Can you believe that this year marks 25 years since the death of Mass Ran, and it has passed without any public tribute to him? At least he should be awarded a posthumous O.M. For decades, Miss Lou and Ranny ruled the Pantomime stage and the airwaves, making us feel good about ourselves, and much of their antics was allegory: how to beat the system; how to get ahead when all is against you. Anancy! Anancy is the real survivor, the one who has little, but manages to get what he needs. Some years ago, I identified Anancy as the real National Hero for most Jamaicans, the one most Jamaicans seek to emulate. Anancy is the personification of resistance: you won't win a head-on fight; better to resist through subterfuge.

The heroes of today are those who resist the present efforts to dehumanize us, to teach us to be illiterate, to stuff us into garrisons, to disempower us. Do not look to the current lists of honorees for the heroes of today; history will unfailingly identify them.

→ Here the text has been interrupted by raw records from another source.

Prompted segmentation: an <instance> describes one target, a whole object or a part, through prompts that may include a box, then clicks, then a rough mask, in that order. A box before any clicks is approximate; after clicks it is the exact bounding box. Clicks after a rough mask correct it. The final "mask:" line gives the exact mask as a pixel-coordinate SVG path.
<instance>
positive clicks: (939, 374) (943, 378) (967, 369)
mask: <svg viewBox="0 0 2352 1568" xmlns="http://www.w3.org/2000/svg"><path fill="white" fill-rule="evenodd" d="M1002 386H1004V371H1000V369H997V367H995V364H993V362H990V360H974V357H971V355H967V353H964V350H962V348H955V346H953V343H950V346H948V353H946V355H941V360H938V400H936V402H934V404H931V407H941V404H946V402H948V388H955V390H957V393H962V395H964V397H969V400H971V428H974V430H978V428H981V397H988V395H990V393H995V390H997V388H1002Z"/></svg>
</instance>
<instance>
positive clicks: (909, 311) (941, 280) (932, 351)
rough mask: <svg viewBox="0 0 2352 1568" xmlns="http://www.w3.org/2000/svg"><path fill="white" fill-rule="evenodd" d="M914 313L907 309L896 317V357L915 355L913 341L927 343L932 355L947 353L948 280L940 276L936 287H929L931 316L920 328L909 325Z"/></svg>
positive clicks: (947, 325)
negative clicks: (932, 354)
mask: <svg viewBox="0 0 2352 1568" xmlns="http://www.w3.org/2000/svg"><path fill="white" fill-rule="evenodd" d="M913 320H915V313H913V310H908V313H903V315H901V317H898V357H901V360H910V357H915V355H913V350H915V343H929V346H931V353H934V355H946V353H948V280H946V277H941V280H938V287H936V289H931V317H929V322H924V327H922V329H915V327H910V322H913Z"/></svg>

By the way, on my recent visit to Canada, I spent half-a-day with Miss Lou (I always do). You will be pleased to know that she seems to have recovered from her recent stroke. She looks good, walks well, and is in good voice. We sang together almost all the songs from Queenie's Daughter (the best of the Pantomimes in my view), and reminisced of days past. One year I took Eric and her to a quadrille dance in a mud-floor field hut in Portland bush. Good days!

There will be those who will choose to leave Jamaica and things Jamaican to become American or British; I went to school and to church with many such in the 1960s and 1970s. That is their right. But some of us will remain in Jamaica - not by default, not because we can't do better, but because Jamaica is where we want to be. And some of us will cherish that which makes us Jamaican - our Jamaican culture and heritage.


Peter Espeut is a sociologist and executive director of an environment and development non-governmental organisation.